Defendants in this action issued a press release in June that stated in general terms what eventually came out at the ICAD in July. The June press release told investors like Kleinman that Phase 2 for bapineuzumab failed to achieve its primary endpoints. It also disclosed the positive subgroup results that were discovered as a result of post-hoc analysis. These results, according to the June press release, supported the decision to forge ahead into Phase 3 clinical trials. It cautioned that “imbalances in patient numbers and characteristics at baseline between subgroups studied․ may or may not have affected” the results. “Further analysis” was contemplated “in advance of a planned scientific presentation of the detailed results of this study at” the ICAD in Chicago approximately six weeks later. J.A. 238 The June press release disclaimed that the results were final; instead it stated that the statements in the press release were “subject to the risk that further analyses of the Phase 2 data may lead to different (including less favorable) interpretations of the data than the preliminary analyses conducted to date.” J.A. 239. Defendants revealed nothing in the July press release or presentation at ICAD that rendered the June press release false or misleading to a reasonable investor.
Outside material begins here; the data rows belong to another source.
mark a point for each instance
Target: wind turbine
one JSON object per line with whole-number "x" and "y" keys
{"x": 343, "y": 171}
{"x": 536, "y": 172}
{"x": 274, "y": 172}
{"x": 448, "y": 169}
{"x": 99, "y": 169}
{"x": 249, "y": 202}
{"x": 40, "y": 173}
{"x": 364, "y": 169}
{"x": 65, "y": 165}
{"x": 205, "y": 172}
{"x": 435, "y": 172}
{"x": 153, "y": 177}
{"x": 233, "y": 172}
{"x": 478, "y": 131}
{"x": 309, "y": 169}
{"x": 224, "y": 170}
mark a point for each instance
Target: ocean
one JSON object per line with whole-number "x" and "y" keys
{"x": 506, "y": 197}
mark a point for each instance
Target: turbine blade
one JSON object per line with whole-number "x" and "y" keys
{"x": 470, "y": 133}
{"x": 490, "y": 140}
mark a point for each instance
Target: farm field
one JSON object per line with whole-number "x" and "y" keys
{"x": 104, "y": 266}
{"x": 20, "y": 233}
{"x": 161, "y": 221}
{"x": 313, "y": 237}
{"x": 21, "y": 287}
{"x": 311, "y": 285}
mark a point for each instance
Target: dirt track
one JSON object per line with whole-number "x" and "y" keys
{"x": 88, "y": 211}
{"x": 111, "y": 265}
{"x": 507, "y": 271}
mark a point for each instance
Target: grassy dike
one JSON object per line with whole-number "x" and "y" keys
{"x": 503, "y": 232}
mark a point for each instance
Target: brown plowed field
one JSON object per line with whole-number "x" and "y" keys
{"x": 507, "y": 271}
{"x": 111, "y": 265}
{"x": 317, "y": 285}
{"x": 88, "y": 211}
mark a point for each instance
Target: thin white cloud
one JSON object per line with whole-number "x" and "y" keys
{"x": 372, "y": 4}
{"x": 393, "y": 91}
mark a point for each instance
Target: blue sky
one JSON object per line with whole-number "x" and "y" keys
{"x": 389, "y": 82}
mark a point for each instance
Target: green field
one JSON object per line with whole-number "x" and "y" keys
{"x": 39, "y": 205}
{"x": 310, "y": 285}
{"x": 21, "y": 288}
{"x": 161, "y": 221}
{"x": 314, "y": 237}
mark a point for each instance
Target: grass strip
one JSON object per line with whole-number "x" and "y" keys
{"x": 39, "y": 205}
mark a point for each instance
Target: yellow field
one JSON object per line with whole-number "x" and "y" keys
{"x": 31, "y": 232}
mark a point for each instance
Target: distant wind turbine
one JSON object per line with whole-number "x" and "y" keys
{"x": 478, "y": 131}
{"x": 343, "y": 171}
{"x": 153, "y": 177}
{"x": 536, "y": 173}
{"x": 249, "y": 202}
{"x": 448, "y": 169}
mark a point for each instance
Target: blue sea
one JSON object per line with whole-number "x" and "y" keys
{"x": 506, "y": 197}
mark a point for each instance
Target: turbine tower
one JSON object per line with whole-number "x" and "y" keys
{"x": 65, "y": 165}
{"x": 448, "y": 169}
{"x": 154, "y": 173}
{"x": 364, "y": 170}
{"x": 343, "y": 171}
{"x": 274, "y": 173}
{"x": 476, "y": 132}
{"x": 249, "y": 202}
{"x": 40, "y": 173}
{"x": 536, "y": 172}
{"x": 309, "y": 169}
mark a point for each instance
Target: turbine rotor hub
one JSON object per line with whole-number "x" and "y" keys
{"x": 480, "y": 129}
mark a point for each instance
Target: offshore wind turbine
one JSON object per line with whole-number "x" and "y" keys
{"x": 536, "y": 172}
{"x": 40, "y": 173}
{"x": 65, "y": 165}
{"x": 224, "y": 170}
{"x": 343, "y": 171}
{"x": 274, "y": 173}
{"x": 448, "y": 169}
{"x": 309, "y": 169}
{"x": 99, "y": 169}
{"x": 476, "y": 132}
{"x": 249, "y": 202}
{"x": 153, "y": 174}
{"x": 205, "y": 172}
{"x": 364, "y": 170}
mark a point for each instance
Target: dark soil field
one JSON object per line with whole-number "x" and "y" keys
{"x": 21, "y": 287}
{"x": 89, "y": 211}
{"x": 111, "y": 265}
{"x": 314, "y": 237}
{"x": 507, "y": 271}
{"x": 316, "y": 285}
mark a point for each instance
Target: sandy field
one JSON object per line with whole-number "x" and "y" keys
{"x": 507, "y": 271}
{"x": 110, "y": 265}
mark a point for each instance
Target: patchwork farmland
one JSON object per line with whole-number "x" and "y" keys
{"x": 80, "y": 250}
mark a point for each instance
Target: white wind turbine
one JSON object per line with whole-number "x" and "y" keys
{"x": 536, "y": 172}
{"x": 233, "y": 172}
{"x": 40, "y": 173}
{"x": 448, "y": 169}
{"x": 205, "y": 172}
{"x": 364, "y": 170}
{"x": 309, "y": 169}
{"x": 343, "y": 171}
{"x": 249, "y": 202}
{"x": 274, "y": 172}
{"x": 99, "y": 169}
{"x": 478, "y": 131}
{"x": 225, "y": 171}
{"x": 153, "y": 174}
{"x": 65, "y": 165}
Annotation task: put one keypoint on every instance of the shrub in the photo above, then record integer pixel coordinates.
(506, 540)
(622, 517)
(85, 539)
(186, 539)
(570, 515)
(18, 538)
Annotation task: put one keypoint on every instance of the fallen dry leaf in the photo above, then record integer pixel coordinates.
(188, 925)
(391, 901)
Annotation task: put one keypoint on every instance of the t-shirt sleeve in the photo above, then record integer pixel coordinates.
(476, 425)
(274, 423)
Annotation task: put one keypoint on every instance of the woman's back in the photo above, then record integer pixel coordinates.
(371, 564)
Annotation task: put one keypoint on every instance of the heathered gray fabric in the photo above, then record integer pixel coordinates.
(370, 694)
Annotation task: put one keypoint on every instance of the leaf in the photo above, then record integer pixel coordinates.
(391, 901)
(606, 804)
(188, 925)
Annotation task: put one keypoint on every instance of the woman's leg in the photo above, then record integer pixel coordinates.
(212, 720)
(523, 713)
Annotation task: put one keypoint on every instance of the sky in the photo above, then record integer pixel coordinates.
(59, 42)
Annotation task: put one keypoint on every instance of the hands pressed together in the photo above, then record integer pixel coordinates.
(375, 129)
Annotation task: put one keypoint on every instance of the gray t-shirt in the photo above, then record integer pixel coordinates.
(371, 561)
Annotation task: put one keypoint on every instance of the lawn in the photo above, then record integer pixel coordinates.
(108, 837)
For these reasons, we affirm the district court's dismissal of the amended complaint with prejudice.14
We also agree with the district court's decision not to grant leave to amend. Kleinman is correct that district courts should generally give a plaintiff an opportunity to amend. Luce v. Edelstein, 802 F.2d 49, 56 (2d Cir.1986). The district court allowed Kleinman to set forth in a memorandum what new allegations he would add. The new allegations proffered by Kleinman tend to show that the control group of ApoE4 non-carriers was too small and worse off than those treated with bapineuzumab. Kleinman's amended complaint, however, already made substantially the same allegations, which we and the district court have rejected. We therefore affirm the district court's denial of leave to amend.
We have examined Kleinman's remaining arguments and find them to be without merit. For the foregoing reasons, the judgment of the district court dismissing Kleinman's amended complaint with prejudice and denying leave to amend is affirmed.